Most widespread are word-processor and other office-document formats. When this material was compiled, two of these formats were more or less reliably documented in international standards, namely the Open Document Format, and the Office Open XML File Format. For other word-processor formats, there is rarely any technical documentation. It is often possible for technical people of sufficient skill and patience to reverse engineer a format, if well understood sample documents in the format are available for examination. In such efforts, partial success is often attainable; perfect success is a theoretical possibility.
A second widely used application format is defined for the display of documents on the World Wide Web. In addition to the resources listed below, the W3C has published a number of ancillary documents related to HTML; see the W3C Technical Reports page.
XHTML™ 1.0 : World Wide Web Consortium (W3C).
HTML 5 : World Wide Web Consortium (W3C).
SGML, XML, and their Applications :
Less widely used than word-processor formats or HTML, but perhaps more popular among digitization projects concerned with data longevity and reuse, are document formats designed for the software-independent representation of documents. These are of particular interest and importance for data curators because they seek, by design, to make the documents represented independent of any single piece of software. They thus avoid the single most common cause of format obsolescence, which is discontinuation of the software supporting the format. The desire for software independence also forces the designers of such formats to document the meaning of the format somewhat more carefully and completely than is usual among creators of software-specific formats.

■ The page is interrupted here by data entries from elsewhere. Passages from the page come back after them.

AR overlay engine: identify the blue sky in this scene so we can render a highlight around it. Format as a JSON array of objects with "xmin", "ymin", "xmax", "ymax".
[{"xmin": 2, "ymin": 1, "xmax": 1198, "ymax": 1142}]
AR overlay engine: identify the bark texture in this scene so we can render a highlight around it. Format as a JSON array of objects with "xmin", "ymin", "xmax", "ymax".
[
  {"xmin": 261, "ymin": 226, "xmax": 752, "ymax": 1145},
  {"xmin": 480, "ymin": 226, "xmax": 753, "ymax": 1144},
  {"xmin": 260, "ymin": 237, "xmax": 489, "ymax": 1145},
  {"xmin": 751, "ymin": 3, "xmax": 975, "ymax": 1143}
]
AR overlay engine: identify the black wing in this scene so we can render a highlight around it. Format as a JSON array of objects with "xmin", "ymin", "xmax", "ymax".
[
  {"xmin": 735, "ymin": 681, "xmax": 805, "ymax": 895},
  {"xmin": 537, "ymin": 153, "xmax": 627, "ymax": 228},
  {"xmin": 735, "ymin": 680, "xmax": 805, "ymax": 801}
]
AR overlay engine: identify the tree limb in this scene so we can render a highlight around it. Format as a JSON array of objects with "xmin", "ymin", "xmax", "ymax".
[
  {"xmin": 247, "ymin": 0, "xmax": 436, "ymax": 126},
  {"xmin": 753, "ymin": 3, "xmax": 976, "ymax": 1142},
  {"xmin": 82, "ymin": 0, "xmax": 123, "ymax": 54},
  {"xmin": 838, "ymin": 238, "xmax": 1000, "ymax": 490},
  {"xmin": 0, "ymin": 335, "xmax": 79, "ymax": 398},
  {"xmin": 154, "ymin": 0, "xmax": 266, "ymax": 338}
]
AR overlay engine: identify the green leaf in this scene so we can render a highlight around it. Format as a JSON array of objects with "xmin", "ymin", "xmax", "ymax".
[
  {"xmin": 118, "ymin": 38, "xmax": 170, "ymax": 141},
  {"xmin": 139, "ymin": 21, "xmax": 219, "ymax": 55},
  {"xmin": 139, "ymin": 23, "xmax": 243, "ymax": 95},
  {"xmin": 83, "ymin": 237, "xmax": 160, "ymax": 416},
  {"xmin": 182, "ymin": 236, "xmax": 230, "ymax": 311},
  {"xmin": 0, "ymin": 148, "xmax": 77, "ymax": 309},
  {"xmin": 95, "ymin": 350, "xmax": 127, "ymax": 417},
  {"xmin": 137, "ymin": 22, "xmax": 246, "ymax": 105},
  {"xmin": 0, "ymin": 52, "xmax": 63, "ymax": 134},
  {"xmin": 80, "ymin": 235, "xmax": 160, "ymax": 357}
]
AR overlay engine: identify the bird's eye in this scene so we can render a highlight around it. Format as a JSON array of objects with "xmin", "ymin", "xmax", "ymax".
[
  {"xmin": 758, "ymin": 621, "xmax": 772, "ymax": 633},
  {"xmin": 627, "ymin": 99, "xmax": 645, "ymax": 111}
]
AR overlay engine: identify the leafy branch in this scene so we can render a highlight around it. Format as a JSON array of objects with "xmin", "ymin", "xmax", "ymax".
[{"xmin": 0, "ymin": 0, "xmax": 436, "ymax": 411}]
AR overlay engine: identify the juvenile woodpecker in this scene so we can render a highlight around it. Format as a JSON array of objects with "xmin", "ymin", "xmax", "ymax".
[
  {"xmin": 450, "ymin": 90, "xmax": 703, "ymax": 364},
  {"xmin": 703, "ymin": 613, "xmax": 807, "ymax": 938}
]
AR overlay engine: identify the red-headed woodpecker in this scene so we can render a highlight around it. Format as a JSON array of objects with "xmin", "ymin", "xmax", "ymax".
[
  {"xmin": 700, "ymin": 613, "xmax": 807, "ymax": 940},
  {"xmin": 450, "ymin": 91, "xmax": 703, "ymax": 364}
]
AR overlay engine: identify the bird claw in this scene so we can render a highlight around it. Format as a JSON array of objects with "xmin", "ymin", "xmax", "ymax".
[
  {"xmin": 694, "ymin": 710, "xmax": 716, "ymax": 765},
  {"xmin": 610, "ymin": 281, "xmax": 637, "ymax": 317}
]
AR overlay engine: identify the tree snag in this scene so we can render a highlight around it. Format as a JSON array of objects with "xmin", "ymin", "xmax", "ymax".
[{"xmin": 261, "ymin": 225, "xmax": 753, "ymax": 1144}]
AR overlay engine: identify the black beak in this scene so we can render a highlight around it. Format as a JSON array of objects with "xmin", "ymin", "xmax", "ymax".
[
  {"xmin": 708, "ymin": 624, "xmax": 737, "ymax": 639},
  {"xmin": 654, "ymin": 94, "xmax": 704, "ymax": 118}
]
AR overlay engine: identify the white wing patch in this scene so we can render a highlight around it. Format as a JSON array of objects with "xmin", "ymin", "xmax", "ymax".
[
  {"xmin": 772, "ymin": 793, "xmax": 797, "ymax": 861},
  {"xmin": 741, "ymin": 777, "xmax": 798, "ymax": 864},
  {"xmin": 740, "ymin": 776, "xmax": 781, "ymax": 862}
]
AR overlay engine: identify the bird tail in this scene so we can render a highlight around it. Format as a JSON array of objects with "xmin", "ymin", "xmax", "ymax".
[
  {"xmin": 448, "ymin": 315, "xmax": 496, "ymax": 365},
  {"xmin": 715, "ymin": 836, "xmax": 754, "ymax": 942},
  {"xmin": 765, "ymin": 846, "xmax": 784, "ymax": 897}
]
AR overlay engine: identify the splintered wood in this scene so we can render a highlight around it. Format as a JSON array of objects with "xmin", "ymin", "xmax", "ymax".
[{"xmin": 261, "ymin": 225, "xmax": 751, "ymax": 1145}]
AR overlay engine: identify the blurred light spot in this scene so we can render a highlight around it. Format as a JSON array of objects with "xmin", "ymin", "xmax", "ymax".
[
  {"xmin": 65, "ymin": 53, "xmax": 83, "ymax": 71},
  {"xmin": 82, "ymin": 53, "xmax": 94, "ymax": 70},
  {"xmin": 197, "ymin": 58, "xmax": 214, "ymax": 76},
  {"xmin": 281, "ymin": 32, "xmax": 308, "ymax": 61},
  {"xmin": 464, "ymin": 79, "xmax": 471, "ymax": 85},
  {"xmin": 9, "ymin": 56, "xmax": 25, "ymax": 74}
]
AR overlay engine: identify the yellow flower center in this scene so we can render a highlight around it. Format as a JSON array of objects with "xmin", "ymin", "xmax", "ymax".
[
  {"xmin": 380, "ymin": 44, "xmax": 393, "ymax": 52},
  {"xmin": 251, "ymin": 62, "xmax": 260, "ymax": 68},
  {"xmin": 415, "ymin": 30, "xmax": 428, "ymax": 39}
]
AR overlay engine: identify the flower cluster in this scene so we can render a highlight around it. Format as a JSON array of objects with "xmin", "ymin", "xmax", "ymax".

While in theory there is no end to the methods that might be used to define document formats in a software-independent way, in practice almost all recent efforts in this direction have used SGML or XML.
There are a very large number of XML-based vocabularies; the single most useful source of information about them, and more generally about XML and related technologies, is The Cover Pages, compiled by Robin Cover and currently hosted by the Organization for the Advancement of Structured Information Standards, OASIS.
The Cover Pages : Robin Cover, ed.
JATS: Journal Article Tag Suite : NISO: National Information Standards Organization.
DocBook.org : Norman Walsh, ed.
TEI P5 : Lou Burnard and Syd Bauman, eds.
TeX is a batch document-formatting program written by the computer scientist Donald Knuth; its capabilities for formatting mathematical expressions are particularly well thought of. Since the formatting commands intrinsic to TeX operate at an extremely low level, it is customary to use TeX by defining higher level commands called macros. Over the years, a number of TeX macro sets have been written.
By far the most commonly used set of macros for TeX is LaTeX, originally written by the computer scientist Leslie Lamport.
TeX and LaTeX are in wide use for the creation of technical and scientific documents, particularly among academics. Unfortunately, the data format is defined exclusively in terms of the operational semantics provided by the executable TeX program; while it is possible in principle to define a declarative semantics for most of LaTeX, in practice many LaTeX authors extend the system with macros of their own. For preservation purposes, therefore, TeX and LaTeX documents rely on the continued existence of software to process them. Fortunately, the source code for TeX and LaTeX is publicly available and written with a great deal of care to be device- and system-independent.
PostScript is a programming language devised by Adobe Systems Incorporated; PDF (Portable Document Format) is a document format devised by the same organization, which uses a subset of PostScript and provides rules for embedding fonts in a document and for bundling all the pieces of a document together.
While originally a proprietary format, PDF has more recently been standardized and Adobe has issued a public license allowing the use of its patented technology in the creation of PDF software that supports the ISO standard definition of PDF.
TeX Users Group Home Page : TeX Users Group.
Document management — Portable document format : ISO: International Organization for Standardization.